Transformar o trabalho da educação em uma espécie de engenharia social não é fácil, mas para isto é que se encaminha a nova tecnologia do ensino, com as teaching-machines, os programming-teaching, o teamteaching e todo êsse mundo dos últimos avanços tecnológicos. É, sem dúvida, possível "uma nova oportunidade" de cooperação entre os Estados Unidos e as vizinhas nações latino-americanas no campo da educação. Lembremo-nos de que há exemplos da eficácia dessa cooperação no campo das profissões de claros fundamentos científicos, como se verifica nos casos da medicina, da engenharia e da ciência, em que a América Latina está hoje muito mais sob a influência dos Estados Unidos do que da Europa.

Esta é a nova perspectiva que a nova tecnologia do ensino está a abrir para a cooperação entre os países, independente das fases de desenvolvimento em que se achem. Não desaparecem as contradições nem as diferenças culturais, nem se pode dispensar a mútua compreensão entre as diferentes culturas, mas abre-se uma nova fronteira. A grande vantagem da ciência é a posse de uma linguagem universal. A nova tecnologia do ensino partilha dêsse privilégio, que permite a transferibilidade de uma cultura para outra.

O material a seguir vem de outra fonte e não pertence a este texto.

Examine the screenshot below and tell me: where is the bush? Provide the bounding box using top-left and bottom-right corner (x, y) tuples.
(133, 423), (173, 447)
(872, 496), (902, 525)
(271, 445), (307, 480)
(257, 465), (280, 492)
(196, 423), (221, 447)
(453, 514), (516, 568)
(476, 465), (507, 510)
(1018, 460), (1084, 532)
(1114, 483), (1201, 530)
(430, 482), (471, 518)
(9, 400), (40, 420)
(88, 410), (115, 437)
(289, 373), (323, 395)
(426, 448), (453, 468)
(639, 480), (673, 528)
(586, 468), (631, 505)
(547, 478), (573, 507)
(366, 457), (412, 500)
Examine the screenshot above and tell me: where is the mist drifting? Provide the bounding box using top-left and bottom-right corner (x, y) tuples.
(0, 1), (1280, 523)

Não sou cego aos perigos de possível reforçamento de um espírito demasiado utilitarista, ou melhor, imediatista no esfôrço educacional; mas, como nas nações subdesenvolvidas, a tendência para educação não utilitária é excessiva, o possível exagêro no sentido oposto pode constituir-se uma fôrça de equilíbrio.

Por outro lado, a nova tecnologia do ensino está em sua fase inicial e ligada mais imediatamente ao ensino de natureza técnica; mas as suas possibilidades são muito mais amplas ante a utilização dos novos meios de comunicação de natureza audiovisual. Tudo está em poder-se fazer hoje, ante os novos meios de educação, mais ràpidamente do que antes, a grande transformação da escola, que nos Estados Unidos se operou graças ao gênio da sociedade americana. Descobrir o nôvo requer gênio, mas aplicar o que foi descoberto requer apenas propósito e pertinácia. Ante as novas perspectivas dos recursos novos de aprendizagem, não será impossível que a cooperação intelectual entre os países da América entre em uma nova fase. E nada nos aproximará mais uns dos outros do que essa cooperação intelectual, graças à qual poderão vir a ser realmente as nossas repúblicas, as "repúblicas irmãs", a que, em tempos já remotos, se referiu, talvez profèticamente, o vosso presidente John Quincy Adams.